Pretouch is a sense that is longer range than touch, but shorter than vision. Using electric field sensing hardware that I designed to fit inside a robot’s fingers, several robotic manipulation tasks are made easier or possible.
Human-to-robot and robot-to-human handoff
In this work, the robot is programmed to accept an object from a human, and then hand it to another human.
- First, the e-field pretouch sensors are used to detect the presence of an object that a human is holding up and track the object to center the robot’s hand on it as a human might be moving around.
- Once the sensors detect that the object has stopped moving, the sensors are again used to servo the positions of the fingers to equal distances from the object’s surface, about a centimeter away. This ensures that when the fingers close, they will make simultaneous contact to avoid displacing the object.
- After grasping the object, the robot waits for the human to let go before trying to move away. The human holding onto the object provides an AC path to ground, which the e-field sensors can detect. When the human lets go, this current path goes away and is easily observed in the sensor readings.
- The robot moves its arm to hand the object to another human. Again, the e-field sensors are used to detect whether the human has accepted the object so that it does not let go prematurely.
Picking up stationary objects
We also demonstrated the use of the e-field pretouch sensors to pick up stationary objects from surfaces when only the approximate position of the object is known. Using closed-loop controllers, the sensor inputs are used to correct the positioning of the arm and fingers to facilitate reliable grasps.
This technology has been featured in several high-profile demos, including:
- CeBIT opening ceremony, Hannover, Germany March 2009
- Intel Developer Forum, San Francisco, CA, September 2008
- Intel Developer Forum, Taipei, Taiwan, October 2008
Grasping various objects with and without e-field pretouch sensing
E-field handoff demo at the CeBIT 2009 opening ceremony, with Intel Chairmain Craig Barrett, Governor Schwarzenegger, and Chancellor Merkel
Mayton, B., LeGrand, L., and Smith, J. 2009. An Electric Field Pretouch System for Grasping and Co-Manipulation.
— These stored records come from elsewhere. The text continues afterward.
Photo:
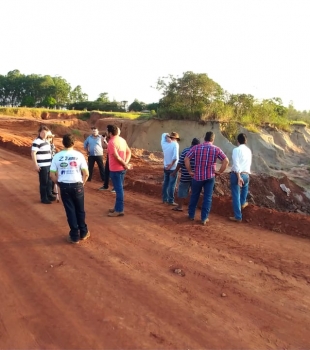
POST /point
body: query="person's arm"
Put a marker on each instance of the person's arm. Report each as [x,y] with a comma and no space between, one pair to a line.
[54,176]
[116,155]
[176,170]
[187,163]
[128,155]
[34,158]
[223,167]
[104,142]
[85,175]
[165,139]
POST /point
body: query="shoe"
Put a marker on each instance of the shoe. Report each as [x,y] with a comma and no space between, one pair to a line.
[86,236]
[232,218]
[70,240]
[46,202]
[205,221]
[244,205]
[116,213]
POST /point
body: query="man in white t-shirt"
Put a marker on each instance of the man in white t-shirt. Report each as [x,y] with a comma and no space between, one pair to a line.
[170,147]
[42,157]
[70,171]
[240,176]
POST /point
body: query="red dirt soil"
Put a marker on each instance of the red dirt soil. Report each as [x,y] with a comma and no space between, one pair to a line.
[243,286]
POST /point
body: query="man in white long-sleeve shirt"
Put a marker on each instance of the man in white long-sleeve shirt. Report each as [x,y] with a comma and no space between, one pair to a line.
[240,176]
[170,147]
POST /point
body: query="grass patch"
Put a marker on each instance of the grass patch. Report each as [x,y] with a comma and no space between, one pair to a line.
[252,128]
[76,132]
[298,122]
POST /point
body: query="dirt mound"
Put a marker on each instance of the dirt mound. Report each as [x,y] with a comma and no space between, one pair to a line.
[267,199]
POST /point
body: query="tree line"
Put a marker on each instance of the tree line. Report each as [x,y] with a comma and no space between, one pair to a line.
[191,96]
[34,90]
[198,97]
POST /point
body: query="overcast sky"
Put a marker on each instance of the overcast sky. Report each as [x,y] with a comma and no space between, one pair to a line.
[258,47]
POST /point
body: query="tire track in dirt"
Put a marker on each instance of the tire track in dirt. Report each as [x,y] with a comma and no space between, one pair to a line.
[117,291]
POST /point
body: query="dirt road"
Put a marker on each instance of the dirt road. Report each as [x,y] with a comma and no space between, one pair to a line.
[118,291]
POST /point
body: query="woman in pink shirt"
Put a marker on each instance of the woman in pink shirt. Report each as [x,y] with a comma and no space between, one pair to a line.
[119,156]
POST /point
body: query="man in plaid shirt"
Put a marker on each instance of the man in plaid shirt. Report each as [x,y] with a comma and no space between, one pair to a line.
[203,176]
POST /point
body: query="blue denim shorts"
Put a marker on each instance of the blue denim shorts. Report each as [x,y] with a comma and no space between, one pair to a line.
[184,189]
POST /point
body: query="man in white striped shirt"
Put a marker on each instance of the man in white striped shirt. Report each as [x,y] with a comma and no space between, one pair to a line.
[240,176]
[42,158]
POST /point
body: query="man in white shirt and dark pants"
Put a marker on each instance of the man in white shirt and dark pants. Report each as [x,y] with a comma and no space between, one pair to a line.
[170,147]
[70,171]
[240,176]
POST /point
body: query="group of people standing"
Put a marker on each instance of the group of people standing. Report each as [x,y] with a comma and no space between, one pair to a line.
[198,170]
[70,171]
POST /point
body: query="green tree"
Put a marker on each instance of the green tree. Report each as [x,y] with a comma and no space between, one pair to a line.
[136,106]
[62,92]
[103,98]
[77,95]
[242,104]
[189,95]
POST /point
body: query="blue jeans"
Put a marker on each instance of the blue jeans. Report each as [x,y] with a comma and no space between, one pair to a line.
[91,162]
[72,196]
[238,193]
[117,178]
[197,186]
[169,186]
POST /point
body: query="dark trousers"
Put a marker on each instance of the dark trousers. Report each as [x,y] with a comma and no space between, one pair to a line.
[106,173]
[91,162]
[72,196]
[45,183]
[117,178]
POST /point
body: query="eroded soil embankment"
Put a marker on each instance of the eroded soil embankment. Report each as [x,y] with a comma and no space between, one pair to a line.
[147,177]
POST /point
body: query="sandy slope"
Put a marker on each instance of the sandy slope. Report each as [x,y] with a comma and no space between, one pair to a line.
[117,290]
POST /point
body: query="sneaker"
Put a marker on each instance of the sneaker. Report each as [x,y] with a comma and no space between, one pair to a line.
[86,236]
[232,218]
[116,213]
[244,205]
[205,221]
[70,240]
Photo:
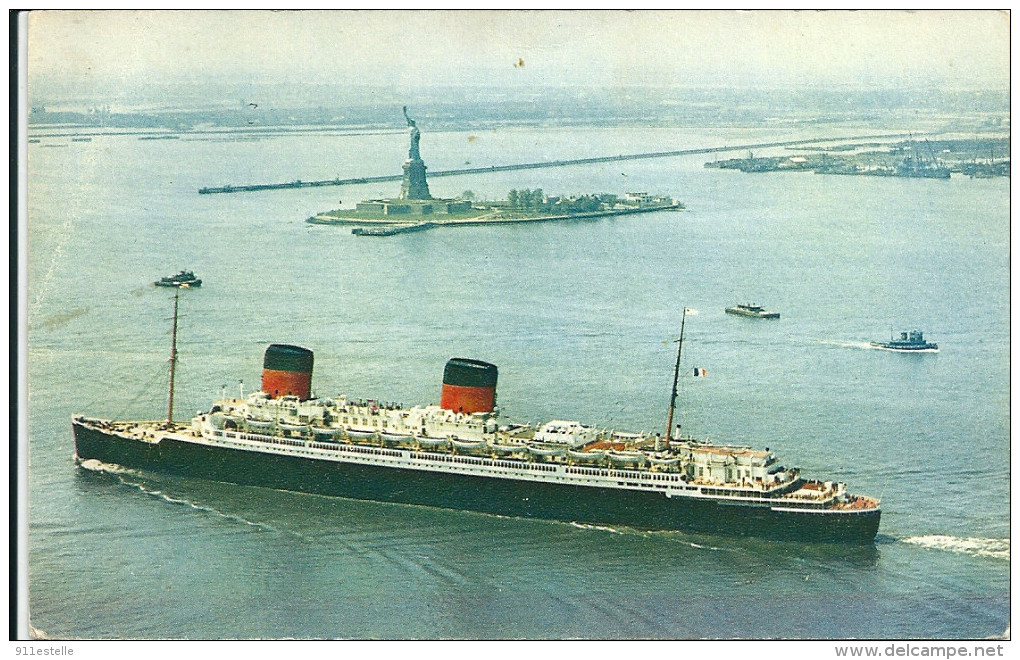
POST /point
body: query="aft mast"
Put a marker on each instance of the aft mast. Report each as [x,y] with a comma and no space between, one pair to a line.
[676,377]
[173,358]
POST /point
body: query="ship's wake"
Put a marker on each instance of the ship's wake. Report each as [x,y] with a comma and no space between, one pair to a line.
[845,344]
[599,527]
[121,473]
[995,548]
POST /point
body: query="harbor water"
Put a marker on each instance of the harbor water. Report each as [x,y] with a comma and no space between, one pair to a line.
[581,318]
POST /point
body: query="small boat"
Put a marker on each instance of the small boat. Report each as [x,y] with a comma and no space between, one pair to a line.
[184,280]
[359,434]
[752,310]
[912,341]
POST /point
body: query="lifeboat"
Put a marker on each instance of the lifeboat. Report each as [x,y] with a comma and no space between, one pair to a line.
[431,443]
[468,445]
[505,449]
[546,451]
[359,434]
[395,437]
[259,424]
[592,456]
[626,458]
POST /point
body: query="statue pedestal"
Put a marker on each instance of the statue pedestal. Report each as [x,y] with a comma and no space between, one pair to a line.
[414,185]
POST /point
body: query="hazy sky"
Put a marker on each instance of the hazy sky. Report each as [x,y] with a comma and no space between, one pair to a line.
[96,49]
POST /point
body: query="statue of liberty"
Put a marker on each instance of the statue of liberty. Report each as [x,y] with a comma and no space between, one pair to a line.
[414,185]
[413,153]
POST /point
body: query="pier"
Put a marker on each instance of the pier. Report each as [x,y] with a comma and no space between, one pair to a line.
[251,188]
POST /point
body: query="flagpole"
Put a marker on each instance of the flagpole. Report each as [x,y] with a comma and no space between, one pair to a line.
[676,377]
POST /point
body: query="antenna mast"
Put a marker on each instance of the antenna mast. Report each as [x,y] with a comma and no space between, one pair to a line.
[676,377]
[173,357]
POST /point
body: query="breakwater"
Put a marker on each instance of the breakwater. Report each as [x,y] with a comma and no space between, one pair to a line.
[250,188]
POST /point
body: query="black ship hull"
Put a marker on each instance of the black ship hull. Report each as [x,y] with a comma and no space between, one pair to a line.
[641,509]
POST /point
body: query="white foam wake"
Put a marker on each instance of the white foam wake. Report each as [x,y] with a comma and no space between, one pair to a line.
[998,548]
[120,472]
[600,527]
[99,466]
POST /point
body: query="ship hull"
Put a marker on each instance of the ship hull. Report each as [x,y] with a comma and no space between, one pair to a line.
[642,509]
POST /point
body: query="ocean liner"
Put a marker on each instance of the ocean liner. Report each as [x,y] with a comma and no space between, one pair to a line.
[460,454]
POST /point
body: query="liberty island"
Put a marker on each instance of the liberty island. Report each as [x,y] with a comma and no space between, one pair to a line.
[416,209]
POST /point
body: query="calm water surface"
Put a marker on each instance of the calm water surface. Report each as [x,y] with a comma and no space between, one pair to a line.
[580,317]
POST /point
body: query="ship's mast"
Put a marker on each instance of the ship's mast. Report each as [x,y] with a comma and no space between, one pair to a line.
[676,377]
[173,357]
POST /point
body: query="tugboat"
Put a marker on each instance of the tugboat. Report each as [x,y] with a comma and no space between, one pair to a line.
[184,280]
[912,341]
[749,309]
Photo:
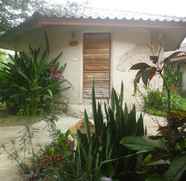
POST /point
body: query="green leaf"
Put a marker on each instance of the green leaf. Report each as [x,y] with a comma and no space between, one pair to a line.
[176,169]
[141,143]
[140,66]
[148,74]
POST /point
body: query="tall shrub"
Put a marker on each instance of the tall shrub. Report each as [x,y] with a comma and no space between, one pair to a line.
[30,82]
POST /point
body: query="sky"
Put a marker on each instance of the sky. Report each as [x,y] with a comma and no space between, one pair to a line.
[162,7]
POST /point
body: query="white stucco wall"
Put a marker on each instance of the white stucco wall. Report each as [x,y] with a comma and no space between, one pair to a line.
[128,46]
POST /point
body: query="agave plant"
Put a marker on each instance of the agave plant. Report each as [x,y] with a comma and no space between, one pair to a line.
[29,82]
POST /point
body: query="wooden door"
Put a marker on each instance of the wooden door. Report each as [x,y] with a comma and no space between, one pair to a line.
[96,64]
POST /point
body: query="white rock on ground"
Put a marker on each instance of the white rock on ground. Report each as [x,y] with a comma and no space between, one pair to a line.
[8,170]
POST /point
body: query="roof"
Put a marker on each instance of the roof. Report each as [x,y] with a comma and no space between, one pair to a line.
[87,13]
[95,13]
[86,16]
IEEE International Conference on Robotics and Automation, 2010.
Using electric field sensing hardware that I designed, I enabled Marvin, Intel Labs Seattle’s mobile manipulation research platform, to plug itself in to ordinary, unmodified electrical outlets. The robot only needs to know the approximate location of an outlet on its 2D map to drive up to it and precisely align the prongs with the holes in the socket by sensing the emitted 60Hz electric field.
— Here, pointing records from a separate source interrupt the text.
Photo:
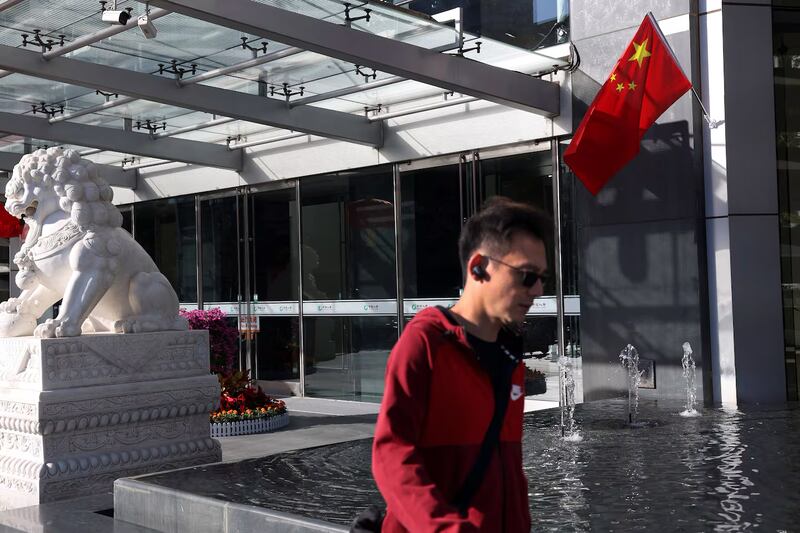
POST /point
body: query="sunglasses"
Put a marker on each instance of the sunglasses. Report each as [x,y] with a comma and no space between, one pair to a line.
[528,278]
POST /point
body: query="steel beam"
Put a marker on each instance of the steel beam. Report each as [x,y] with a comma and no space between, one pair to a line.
[242,106]
[394,57]
[115,176]
[183,150]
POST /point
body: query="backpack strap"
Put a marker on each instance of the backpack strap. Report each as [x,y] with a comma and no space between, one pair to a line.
[490,441]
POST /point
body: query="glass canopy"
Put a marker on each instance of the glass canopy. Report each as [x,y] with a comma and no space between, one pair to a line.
[253,66]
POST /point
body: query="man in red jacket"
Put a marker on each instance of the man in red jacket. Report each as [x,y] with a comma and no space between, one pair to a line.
[446,373]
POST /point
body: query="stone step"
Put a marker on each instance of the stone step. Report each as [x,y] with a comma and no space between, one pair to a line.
[143,503]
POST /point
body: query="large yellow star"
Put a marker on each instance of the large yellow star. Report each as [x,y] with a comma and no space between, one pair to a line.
[640,53]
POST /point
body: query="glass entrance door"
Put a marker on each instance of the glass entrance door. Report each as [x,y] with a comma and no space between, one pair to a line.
[249,269]
[349,282]
[438,195]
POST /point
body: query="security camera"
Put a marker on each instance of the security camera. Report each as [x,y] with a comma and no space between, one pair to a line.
[146,25]
[117,16]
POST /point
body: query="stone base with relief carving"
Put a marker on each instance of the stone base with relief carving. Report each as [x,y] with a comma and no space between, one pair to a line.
[78,413]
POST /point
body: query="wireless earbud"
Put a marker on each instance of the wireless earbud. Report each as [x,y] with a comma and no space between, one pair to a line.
[479,272]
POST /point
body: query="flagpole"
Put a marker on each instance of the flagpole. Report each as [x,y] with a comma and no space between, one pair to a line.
[711,122]
[557,269]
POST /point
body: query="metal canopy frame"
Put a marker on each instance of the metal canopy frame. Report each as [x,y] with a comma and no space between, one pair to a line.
[243,106]
[115,176]
[450,72]
[181,150]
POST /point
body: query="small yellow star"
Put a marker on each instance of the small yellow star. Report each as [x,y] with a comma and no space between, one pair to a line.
[640,53]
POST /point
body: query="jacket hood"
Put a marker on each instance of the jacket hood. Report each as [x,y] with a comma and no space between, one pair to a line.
[435,317]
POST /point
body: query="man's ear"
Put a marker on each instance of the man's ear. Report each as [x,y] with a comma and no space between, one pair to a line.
[476,267]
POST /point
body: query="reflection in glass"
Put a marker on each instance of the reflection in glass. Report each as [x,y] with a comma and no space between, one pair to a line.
[348,235]
[277,348]
[786,65]
[220,241]
[530,25]
[166,230]
[431,223]
[346,356]
[273,234]
[127,219]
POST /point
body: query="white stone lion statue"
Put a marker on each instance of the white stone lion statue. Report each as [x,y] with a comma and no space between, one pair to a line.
[76,251]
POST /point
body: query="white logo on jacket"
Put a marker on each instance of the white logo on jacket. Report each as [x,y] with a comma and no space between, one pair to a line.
[516,392]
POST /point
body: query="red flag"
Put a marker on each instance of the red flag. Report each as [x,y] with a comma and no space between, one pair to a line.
[10,226]
[645,81]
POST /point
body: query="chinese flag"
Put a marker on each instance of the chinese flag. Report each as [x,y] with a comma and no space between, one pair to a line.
[645,81]
[10,226]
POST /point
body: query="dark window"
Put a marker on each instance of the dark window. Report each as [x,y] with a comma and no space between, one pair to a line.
[431,223]
[528,24]
[274,245]
[346,356]
[786,65]
[219,233]
[127,219]
[348,235]
[166,230]
[277,348]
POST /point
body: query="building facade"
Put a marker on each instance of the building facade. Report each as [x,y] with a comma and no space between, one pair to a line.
[331,247]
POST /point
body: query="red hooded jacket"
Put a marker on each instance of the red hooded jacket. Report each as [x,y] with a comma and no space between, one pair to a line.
[436,408]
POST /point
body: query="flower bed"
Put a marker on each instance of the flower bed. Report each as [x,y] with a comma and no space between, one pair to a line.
[249,427]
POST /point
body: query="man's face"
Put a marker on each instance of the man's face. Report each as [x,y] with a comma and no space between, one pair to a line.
[506,298]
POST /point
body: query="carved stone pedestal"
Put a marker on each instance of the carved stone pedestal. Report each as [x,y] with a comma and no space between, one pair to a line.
[78,413]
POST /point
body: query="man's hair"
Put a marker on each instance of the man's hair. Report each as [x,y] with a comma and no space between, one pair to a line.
[497,223]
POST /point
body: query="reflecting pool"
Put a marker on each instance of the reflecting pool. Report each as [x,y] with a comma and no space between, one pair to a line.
[727,470]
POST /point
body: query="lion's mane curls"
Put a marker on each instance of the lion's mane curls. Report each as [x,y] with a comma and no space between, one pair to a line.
[82,192]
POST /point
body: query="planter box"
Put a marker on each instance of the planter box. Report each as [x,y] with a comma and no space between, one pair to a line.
[248,427]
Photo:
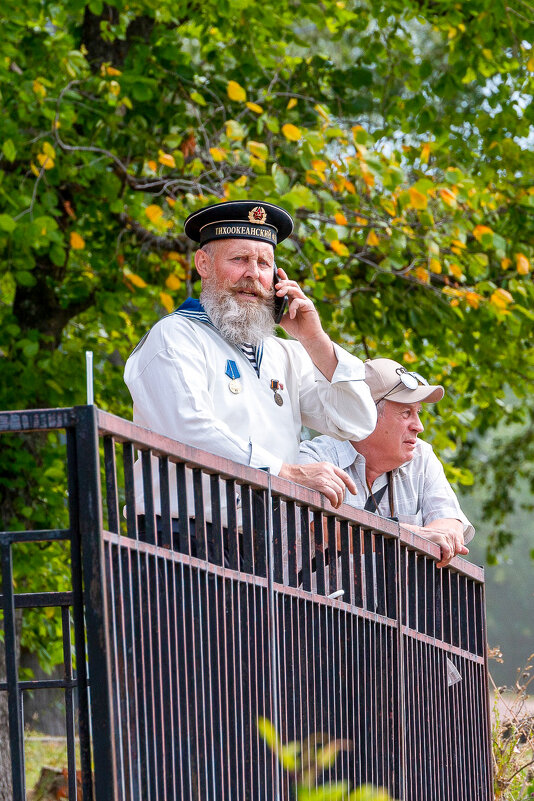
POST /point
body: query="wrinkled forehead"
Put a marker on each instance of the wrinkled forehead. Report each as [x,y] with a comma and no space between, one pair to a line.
[229,248]
[399,408]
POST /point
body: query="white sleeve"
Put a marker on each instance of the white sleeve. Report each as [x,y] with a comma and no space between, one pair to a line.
[343,407]
[171,396]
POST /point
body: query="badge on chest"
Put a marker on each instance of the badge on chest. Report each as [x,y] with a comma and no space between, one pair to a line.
[232,371]
[276,386]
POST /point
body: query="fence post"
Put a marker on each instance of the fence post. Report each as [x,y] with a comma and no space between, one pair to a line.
[95,601]
[16,734]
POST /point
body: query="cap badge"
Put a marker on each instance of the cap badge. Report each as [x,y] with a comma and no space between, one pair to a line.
[257,215]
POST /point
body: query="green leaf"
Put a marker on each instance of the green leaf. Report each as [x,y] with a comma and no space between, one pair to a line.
[9,150]
[7,223]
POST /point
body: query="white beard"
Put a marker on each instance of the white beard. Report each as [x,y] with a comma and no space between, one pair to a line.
[238,322]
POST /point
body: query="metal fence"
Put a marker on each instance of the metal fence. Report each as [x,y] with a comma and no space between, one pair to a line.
[225,595]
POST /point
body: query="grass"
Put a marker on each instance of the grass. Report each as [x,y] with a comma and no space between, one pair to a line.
[42,750]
Mayton, B.D., Legrand, L., and Smith, J. 2009. Robot, Feed Thyself: Plugging In to Unmodified Electrical Outlets by Sensing Emitted AC Electric Fields. IEEE International Conference on Robotics and Automation, 2010.
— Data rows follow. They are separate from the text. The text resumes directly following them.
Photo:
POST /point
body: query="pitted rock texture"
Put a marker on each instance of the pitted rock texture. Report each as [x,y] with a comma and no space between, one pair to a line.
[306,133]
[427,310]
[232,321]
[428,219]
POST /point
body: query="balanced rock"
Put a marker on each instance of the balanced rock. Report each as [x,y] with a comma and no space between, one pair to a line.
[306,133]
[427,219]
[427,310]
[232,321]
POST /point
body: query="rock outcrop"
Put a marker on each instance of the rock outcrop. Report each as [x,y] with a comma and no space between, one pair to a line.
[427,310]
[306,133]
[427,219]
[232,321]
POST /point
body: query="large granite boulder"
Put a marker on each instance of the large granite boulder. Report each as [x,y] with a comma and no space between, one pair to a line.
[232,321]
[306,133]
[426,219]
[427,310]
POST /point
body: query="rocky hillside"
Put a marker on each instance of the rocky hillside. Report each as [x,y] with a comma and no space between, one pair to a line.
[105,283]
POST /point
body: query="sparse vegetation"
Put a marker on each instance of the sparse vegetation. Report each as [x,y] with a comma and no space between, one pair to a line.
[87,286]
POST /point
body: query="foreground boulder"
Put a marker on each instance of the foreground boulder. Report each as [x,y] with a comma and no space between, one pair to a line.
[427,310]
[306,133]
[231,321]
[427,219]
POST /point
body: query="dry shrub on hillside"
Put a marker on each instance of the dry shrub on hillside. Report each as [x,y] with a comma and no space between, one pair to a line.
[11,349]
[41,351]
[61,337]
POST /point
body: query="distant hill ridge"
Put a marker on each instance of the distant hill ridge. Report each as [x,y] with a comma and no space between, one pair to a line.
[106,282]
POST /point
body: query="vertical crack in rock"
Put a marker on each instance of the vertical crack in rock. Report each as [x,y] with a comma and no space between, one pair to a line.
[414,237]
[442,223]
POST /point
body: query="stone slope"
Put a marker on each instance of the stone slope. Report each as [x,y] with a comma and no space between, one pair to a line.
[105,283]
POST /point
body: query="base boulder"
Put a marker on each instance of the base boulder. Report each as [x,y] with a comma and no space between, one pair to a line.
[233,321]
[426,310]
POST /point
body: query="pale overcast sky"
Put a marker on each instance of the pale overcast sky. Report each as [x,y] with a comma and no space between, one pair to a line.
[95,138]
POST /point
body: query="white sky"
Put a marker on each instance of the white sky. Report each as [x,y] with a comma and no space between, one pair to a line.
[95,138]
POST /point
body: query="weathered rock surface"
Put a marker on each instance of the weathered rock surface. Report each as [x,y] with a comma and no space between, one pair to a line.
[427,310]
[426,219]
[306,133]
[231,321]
Gizmodo: Intel Robot Finds Wall Socket, Plugs Self In
Seattle Times: Intel Robot’s New Trick
UW Classroom Presenter, developed by Richard Anderson et al. at the University of Washington, is interactive presentation software that runs on tablet PCs. Each student uses his or her own tablet PC, can see written annotations made on the slide by the instructor (called “ink”) and can add his or her own ink to slides which can be submitted back to the instructor to be reviewed or shared with the class. In my undergraduate capstone project at the University of Washington, I worked with several other students to develop a version of Classroom Presenter that runs on the One Laptop Per Child foundation’s XO laptop.
The software is not just a port but a complete adaptation to make it usable on the XO. The XO is not a tablet, so only simple drawing with the trackpad (or a mouse) is possible. We added text input features to enable students to provide a textual response to a question without needing to write it with a mouse. We use the XO’s built-in facilities for discovering shared activities and connecting to other machines, so that connecting the machines together is simple enough for elementary students to do themselves. We also included features necessary for setups that don’t include a projector: the original UW Classroom Presenter expects that if the teacher wants to share a student’s submission with the class, he or she will use a projector to display it. In our implementation, we enable the teacher to broadcast selected student submissions to the rest of the class, so students may view them on their own screens.
The project culminated in a trial at a local elementary school, where students in small groups shared XO laptops to complete activities about a recent field trip, while the teacher talked about the students’ work and shared their submissions with the rest of the class.
Screenshot of a slide in Classroom Presenter for the XO with student responses
Students using Classroom Presenter on the XO during our classroom trial. Photo: Mark Ahlness / CC BY-NC-ND 2.0
The results of the trial were very positive; we received great feedback both from the teacher and from his students. The source code we developed has been made available under an open source license.